Exposure to less contaminants in roof top gardens says Russian case study
24 Oct 2013 09.41 am by Renny Wijeyamohan
Images courtesy of Camilla Berner, org-urb.dk.
The produce of roof top gardens from two apartment buildings in St Petersburg, Russia had lower levels of heavy metal contamination than produce grown 30 kilometres (18 miles) outside of the city – reports Cityfarmer.
Alexander Gavrilov, Agriculture Director of the Center for Citizen Initiatives in St Petersburg says, “It is remarkable that vegetables tested for heavy metals from roof top gardens have lower levels of metal contaminants than vegetables bought and tested from city markets. Ground level gardens have slightly higher levels than in rooftop produce but still less than vegetables from market.“
The Roof Top Gardening Program was introduced to St Petersburg in 1993 by a group of food gardeners interested in implementing roof top gardening techniques pioneered by Dr Martin Price of the US Educational Concerns for Hunger Organisation – who visited St Petersburg two years earlier in 1991.

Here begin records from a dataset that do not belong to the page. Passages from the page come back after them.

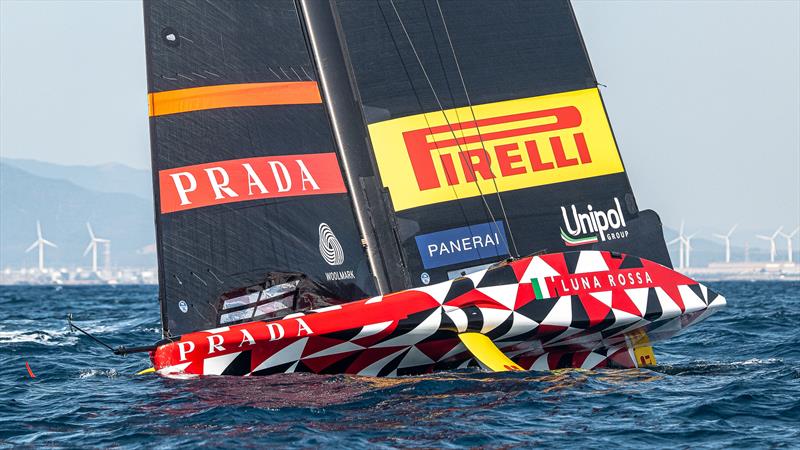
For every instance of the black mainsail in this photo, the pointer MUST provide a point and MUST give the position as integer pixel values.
(316, 151)
(249, 191)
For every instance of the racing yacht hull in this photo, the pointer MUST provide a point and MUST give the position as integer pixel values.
(585, 309)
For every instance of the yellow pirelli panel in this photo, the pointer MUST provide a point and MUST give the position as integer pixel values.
(448, 155)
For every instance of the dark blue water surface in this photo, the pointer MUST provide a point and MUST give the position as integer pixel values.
(733, 380)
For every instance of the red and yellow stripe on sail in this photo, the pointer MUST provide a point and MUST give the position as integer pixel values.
(233, 96)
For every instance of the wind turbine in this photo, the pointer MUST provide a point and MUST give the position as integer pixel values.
(680, 240)
(789, 238)
(727, 239)
(40, 242)
(93, 247)
(688, 242)
(771, 240)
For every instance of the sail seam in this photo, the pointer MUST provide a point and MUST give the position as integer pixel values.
(441, 109)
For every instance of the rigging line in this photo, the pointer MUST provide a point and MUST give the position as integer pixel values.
(441, 109)
(424, 116)
(472, 112)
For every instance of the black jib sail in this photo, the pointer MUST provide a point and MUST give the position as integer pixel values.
(489, 133)
(253, 213)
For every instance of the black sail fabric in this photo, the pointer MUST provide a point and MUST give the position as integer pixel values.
(489, 133)
(250, 199)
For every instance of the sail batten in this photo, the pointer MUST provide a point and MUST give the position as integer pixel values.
(248, 178)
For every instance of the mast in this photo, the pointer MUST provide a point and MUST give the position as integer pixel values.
(326, 40)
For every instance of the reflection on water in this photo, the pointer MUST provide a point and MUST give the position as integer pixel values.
(732, 381)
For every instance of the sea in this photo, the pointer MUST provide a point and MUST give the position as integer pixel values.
(730, 381)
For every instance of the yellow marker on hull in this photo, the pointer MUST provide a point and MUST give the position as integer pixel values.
(487, 353)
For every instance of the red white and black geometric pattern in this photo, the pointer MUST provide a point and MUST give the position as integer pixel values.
(574, 309)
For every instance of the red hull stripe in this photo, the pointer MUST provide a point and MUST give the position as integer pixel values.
(233, 96)
(239, 180)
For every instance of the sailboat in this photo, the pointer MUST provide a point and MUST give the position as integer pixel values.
(395, 187)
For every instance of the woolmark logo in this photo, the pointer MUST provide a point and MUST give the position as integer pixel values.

The findings of the St Petersburg case study are not surprising considering Russia’s environmental history. Rapid industrialisation coupled with a ‘don’t ask, don’t tell’ policy surrounding environmental contamination means that large swathes of the countryside remain ‘brownfield’ land. Glenn E. Curtis reports that at 1990 nearly 40% of the country was categorised as under high or moderately high ecological stress.
The insulation of roof top gardens from pollutants like sewage, industrial run off and chemical contamination means that they can offer healthier produce for local gardeners. In Russia, where access to clean land is still a pressing issue for some, roof top gardens are a viable option to produce fruits and vegetables fit for human consumption.